Kinetics of escape of ssDNA molecules from α-hemolysin nanopores: a dynamic disorder study

Abstract

Experimental studies of the escape events of single-stranded DNA (ssDNA) molecules from the membrane embedded α-hemolysin nanopores exhibited the non-exponential kinetics. The data for homopolymers of adenine (dA27) and cytosine (dC27) revealed the profound influence of the sequence dependent DNA–pore interactions and the applied potentials on the escape kinetics. The non-exponential behavior is a signature of the presence of disorder in biochemical reactions. Here, we rationalize the experimental results with a dynamic disorder approach based on Zwanzig’s fluctuating bottleneck (FB) model as a general mechanism where the rate of the reaction is controlled by the passage of a molecule through the cross-sectional area of the vestibule of the α-hemolysin channel (the bottleneck).

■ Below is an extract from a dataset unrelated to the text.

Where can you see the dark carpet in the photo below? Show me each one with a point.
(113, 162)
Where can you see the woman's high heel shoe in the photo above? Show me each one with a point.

The stochastic fluctuations of the radius of the latter is represented by the fluctuations of the intersegment distance of a Rouse chain, the dynamics of which is described using a non-Markovian generalized Langevin equation with a memory kernel and Gaussian colored noise. Our analytical results essentially capture the effects of underlying energetics due to the sequence-dependent nature and applied potentials in reproducing the measured survival probabilities for dA27 and dC27 in an excellent way, thereby validating the application of a simple coarse-grained theory to address the thermal escape of biopolymers from bionanopores.